Our text explains that charities organized under section 501(c)(3) of the internal revenue code may spend a small portion of their income on lobbying. We note that they may also have ties to 501(c)(4) groups that do focus on lobbying. In
The Washington Examiner, Timothy Carney offers the example of the Susan G. Komen Breast Cancer Foundation.
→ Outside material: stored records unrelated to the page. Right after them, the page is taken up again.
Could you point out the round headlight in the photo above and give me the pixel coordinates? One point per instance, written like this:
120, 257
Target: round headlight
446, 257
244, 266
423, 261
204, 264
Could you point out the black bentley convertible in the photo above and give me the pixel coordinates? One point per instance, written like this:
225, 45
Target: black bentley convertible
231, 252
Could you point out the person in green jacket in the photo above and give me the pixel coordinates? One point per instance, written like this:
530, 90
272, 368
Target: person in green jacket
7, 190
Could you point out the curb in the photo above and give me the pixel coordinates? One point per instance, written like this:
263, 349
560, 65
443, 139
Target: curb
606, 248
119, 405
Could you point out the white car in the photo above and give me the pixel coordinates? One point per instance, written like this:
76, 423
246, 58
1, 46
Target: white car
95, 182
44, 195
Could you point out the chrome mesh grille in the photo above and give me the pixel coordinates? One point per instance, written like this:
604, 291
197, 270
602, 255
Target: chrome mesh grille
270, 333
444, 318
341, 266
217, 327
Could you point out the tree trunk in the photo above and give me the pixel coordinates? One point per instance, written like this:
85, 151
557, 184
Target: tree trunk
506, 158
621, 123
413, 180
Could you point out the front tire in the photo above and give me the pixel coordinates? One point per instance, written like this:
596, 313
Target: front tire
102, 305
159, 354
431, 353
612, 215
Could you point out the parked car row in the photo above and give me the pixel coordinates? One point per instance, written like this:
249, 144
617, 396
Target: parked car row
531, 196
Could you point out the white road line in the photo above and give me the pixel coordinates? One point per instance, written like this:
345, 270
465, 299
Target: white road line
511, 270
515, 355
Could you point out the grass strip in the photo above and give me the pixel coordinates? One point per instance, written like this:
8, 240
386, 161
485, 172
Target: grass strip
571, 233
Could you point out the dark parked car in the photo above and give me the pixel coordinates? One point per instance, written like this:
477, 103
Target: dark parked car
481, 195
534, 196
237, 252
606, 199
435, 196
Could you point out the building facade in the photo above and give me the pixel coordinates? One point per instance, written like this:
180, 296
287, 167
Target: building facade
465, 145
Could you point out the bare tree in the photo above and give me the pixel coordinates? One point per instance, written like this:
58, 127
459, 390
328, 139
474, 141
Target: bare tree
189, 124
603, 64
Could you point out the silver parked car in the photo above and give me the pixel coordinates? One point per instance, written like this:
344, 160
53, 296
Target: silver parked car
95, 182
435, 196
In 2009, the Komen Foundation -- a 501(c)3 charity and thus limited in the percentage of its money it can spend on lobbying -- gave its single-largest "education" grant, $4.4 million, to the Komen Advocacy Alliance, its public policy and lobbying arm, which is covered by section 501(c)4 of the tax code and thus unrestricted in its lobbying. A Komen spokesman said the Advocacy Alliance uses that money for its non-lobbying advocacy, such as grass-roots education, and that actual lobbying money doesn't come from the 501(c)3. However, the Advocacy Alliance currently operates on a loan from the main Komen foundation (the 501(c)3). Unless you ignore the fungibility of money, supporting Komen means supporting its lobbying operation.
Our chapter also includes a photo essay on the Podesta family, which is prominent in Washington interest-group circles. Carney notes:
Heather Podesta, the most famous of Komen's K Street hired guns (and a leading Democratic Party fundraiser), reports that her firm lobbied on Komen's behalf for "support [for] H.R. 3962, the Affordable Health Care for America Act/H.R. 3590, the Patient Protection and Affordable Care Act, as it relates to breast cancer prevention, screening, research, and treatment." In other words, Komen supported Obamacare insofar as it included provisions it supported. Komen spokesman Sean Tuffnell, however, told me that Komen "never did fully endorse the legislation."
Nevertheless, Carney argues that such activities pose a conflict for contributors who support the charity's overall aims but oppose specific measures for which it lobbies.